Apparently the council has spent a whole year deciding on this new meaning to provide a distinction between genuine science and psuedoscience.
So let us look at the alternatives. According to my Chambers dictionary, ‘science’ means the “knowledge ascertained by observation and experiment, critically tested, systematised and brought under general principles, esp in relation to the physical world.”
One notices in the council’s definition that science is the ‘pursuit’ of knowledge rather than that ‘ascertained’, as well as the inclusion of the ‘social’ world.
So Physics World readers, what do you think of the definition? Can you do any better? But please don’t take one year to decide!
Sounds good to me. What about computer science and maths?
“the pursuit of knowledge and understanding of the natural world following a systematic methodology based on evidence” would have been better. Why include social science? That’s a rather different area, with different methodologies…
Still too loaded.
We must recognize that science, like philosophy or religion, represents a perspective on the world. Science claims epistemic merit on the basis of its methodology, as the definition proclaims.
Strict adherence to method will stifle progress as the well of insight offered by a certain perspective dries up. Thus the ‘process’ of science lies in the continual shifting and refocusing of perspective(s) across all spatial and temporal scales.
In this sense neither science nor religion nor philosophy (subsume any of the above into each other at your behest) can claim epistemic supremacy or long-term validity, so long as we keep the dogs of dogmatism at bay.
Some nice comments here. Thanks Arjun.
Building on these I offer:
“Science is the pursuit of understanding based on verifiable evidence.”
I would omit the phrase “natural and social”. There is only one world. The idea that there is a natural world, a social world, an artistic world, a political world, …. is nonsense. And if it weren’t, couldn’t science be applied to more of those other worlds, than only the natural and social ones? No, science is the pursuit of knowledge and understanding of the world, yadda yadda… Note that this definition omits any statement as to what such knowledge and understanding consist of. Of course the only content of such knowledge is knowledge of structure; this is the epistemological foundation of science.
‘dogs of dogmatism’, yes — this is what has prevented e.g. cold fusion being registered as a real scientific phenomenon, despite the abundant scientific evidence in its favour.
Just a point though, getting ‘verifiable evidence’ may require much dedication and skill, something that those who dogmatically deny something tend not to take into account when they deny the reality of some phenomenon.
It’s good to see that the definition clearly states that science is a particular way of pursuing knowledge rather than a passive body of facts or beliefs. That’s a distinction that people at my lab often try to make when talking with their friends and families, who tend to view science as a collection of newspaper factoids.
For the rest, why be overly specific? The need when defining anything is just to distinguish it in a practical and informative way from other things in relevant conceptual spaces, and “following a systematic methodology based on evidence” does the trick quite nicely, I think. Looking at the definition as a whole, science isn’t religion, it’s not philosophy, it’s not pseudoscience, it’s not jurisprudence, it’s not the school of hard knocks. Reading between the lines, it’s a style of investigation that’s meant to keep you honest when you attempt to understand the natural world in a general way. The rest is contingent.

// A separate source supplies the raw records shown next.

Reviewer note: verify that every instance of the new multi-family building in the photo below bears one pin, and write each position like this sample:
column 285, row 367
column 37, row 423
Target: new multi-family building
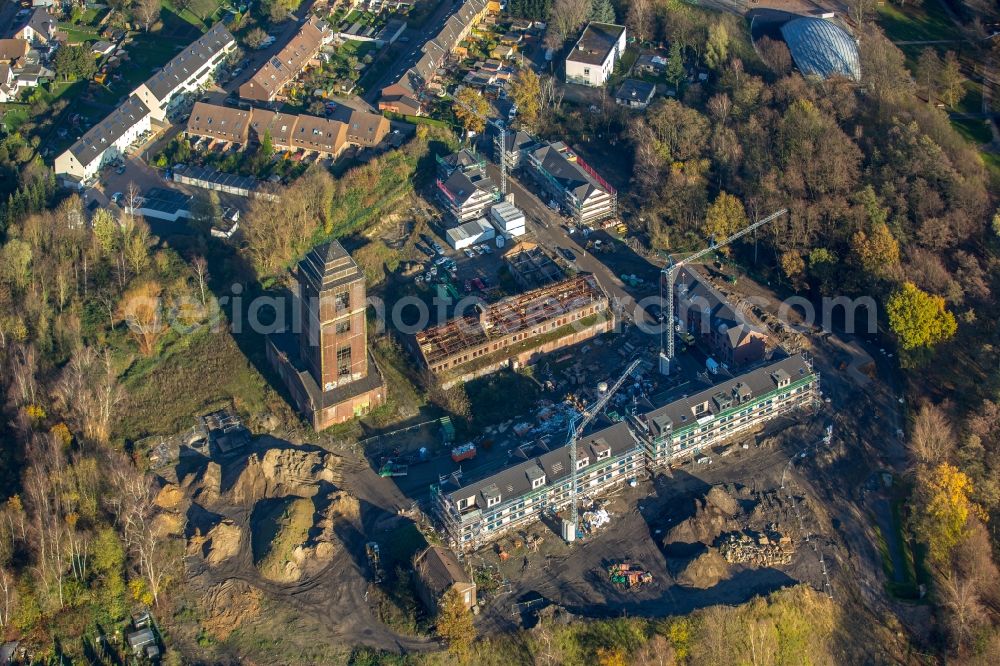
column 465, row 191
column 405, row 94
column 187, row 73
column 706, row 314
column 593, row 58
column 516, row 330
column 476, row 512
column 691, row 425
column 288, row 132
column 571, row 183
column 269, row 81
column 104, row 142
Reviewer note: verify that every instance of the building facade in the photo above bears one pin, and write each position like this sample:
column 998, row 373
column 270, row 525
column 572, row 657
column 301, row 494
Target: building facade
column 693, row 425
column 478, row 512
column 516, row 330
column 187, row 74
column 324, row 359
column 595, row 54
column 104, row 142
column 572, row 184
column 475, row 512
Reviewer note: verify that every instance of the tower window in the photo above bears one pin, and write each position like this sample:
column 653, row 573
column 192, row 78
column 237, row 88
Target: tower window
column 344, row 361
column 342, row 301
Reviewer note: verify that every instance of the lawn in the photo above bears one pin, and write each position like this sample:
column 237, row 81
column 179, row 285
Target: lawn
column 929, row 22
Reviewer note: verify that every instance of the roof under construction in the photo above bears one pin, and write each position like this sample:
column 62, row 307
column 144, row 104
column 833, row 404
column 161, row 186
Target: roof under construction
column 508, row 316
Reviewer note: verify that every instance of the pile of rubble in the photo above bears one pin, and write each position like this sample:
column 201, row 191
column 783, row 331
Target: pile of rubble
column 762, row 551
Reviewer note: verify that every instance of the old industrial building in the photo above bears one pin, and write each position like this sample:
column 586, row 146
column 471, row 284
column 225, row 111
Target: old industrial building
column 595, row 54
column 707, row 315
column 516, row 330
column 268, row 82
column 476, row 511
column 439, row 571
column 324, row 359
column 288, row 132
column 572, row 183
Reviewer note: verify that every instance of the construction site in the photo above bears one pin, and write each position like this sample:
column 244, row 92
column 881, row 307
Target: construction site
column 512, row 331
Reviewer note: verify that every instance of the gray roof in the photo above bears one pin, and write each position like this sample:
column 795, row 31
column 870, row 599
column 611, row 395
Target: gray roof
column 633, row 90
column 596, row 42
column 100, row 137
column 680, row 413
column 555, row 464
column 188, row 61
column 570, row 175
column 821, row 48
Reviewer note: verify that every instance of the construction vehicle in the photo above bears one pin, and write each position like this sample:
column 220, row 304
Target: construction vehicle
column 374, row 561
column 466, row 451
column 392, row 468
column 626, row 575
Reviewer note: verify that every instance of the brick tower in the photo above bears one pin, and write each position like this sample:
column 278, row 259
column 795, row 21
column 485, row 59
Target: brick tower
column 329, row 372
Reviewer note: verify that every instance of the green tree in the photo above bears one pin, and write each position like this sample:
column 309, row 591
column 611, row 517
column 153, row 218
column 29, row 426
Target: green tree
column 454, row 625
column 526, row 92
column 602, row 11
column 471, row 109
column 919, row 319
column 717, row 46
column 675, row 64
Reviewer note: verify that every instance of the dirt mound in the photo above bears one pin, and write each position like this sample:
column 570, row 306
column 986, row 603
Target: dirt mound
column 704, row 571
column 284, row 472
column 170, row 497
column 228, row 605
column 722, row 500
column 707, row 523
column 168, row 524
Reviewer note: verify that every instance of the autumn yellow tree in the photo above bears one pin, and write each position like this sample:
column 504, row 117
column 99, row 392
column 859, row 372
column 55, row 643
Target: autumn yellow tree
column 724, row 217
column 471, row 109
column 919, row 319
column 140, row 308
column 944, row 508
column 454, row 625
column 878, row 252
column 526, row 92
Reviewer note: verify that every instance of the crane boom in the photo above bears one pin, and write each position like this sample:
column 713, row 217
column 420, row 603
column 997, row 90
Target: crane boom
column 576, row 426
column 670, row 272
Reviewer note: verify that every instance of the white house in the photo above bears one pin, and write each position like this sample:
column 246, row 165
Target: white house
column 469, row 234
column 105, row 141
column 593, row 58
column 189, row 72
column 508, row 219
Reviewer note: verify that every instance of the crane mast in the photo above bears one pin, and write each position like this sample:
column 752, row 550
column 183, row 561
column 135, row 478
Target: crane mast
column 670, row 274
column 576, row 426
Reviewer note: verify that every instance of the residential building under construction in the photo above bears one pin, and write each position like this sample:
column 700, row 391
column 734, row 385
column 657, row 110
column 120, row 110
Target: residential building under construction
column 476, row 511
column 571, row 183
column 515, row 331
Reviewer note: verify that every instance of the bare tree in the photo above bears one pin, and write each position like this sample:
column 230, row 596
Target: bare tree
column 200, row 265
column 148, row 12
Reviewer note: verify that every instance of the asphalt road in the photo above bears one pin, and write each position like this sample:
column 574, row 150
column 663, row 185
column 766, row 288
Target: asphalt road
column 417, row 40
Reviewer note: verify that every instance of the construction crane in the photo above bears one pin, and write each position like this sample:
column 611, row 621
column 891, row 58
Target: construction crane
column 576, row 427
column 670, row 274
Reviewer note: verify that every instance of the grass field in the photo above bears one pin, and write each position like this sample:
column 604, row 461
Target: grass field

Following Popper, no scientific theory ever can be verified, no matter how much observational or experimental evidence is accumulated in its favour. However, all scientific theories may be refuted by a single contrary observational event. Therefore my preferred definition of science is “the systematic process of improving, refining, and (if necessary) rejecting theories and hypotheses about the world through objective criticism and attempted falsification.”
Lawrence:I thought the original definition was clever by not getting into specifics:”a systematic methodology based on evidence” sounds good to me!
Cormac: I agree that the slightly modified version of the Science Council’s definition you propose is more pragmatic for the intended (public information) purpose. Yet, if we wish to pin down more precisely what are the essential attributes of scientific knowledge, then we should say something about the quality of predictive power implicit in the theoretical foundations of the science in question. It’s also important, I believe, to realise that it is always the theory that arises first, and only afterwards is the evidence marshaled to provide (provisional) support for it. Popper said that one cannot induce a theory (from scratch) through observed facts alone; there is inevitably a strongly intuitive/inspirational process involved in the initial proposition of theories. What distinguishes science from non-science is the facility of the former to be tested rigorously against experience. The above rambling, of course, is merely my attempt at paraphrasing Popper’s (I believe oft misunderstood) position on the progression of scientific knowledge.
“It’s also important, I believe, to realise that it is always the theory that arises first, and only afterwards is the evidence marshaled to provide (provisional) support for it…” – Well sometimes I guess but in my experience in particle physics at least it has been much more evenly balanced between the development of theory and experimental observation and measurement. The one informs the other. After all, we do still occasionally find truly unexpected experimental results that drive the development of theory and force revolutions in thinking. Lately, most experimental particle physiscists that I know utter a silent curse every time their measurements fail to falsify the ‘standard model’. On the other, the absence of strong experimental selection has led to a productive explosion of new species of theory and speculation over the last few decades. Some will not survive the claws of the LHC. It will be fascinating to see. All of this, including the periods of unrestrained speculation is real science.
Definitions, as has already been pointed out, are a mechanism for abstracting from reality, generally in a shortened form. Many of us on this forum practice science; or, at least recognize it when it is practiced. But any attempt to reduce the complexity of science to a few short words that will fit in the dictionary would seem doomed to fail due to the process of abstraction. And, commendable as the Science Council’s attempt to have a properly nuanced statement about science, I am not confident in the non-scientist to appreciate those nuances. In the end, “the map is not the territory.”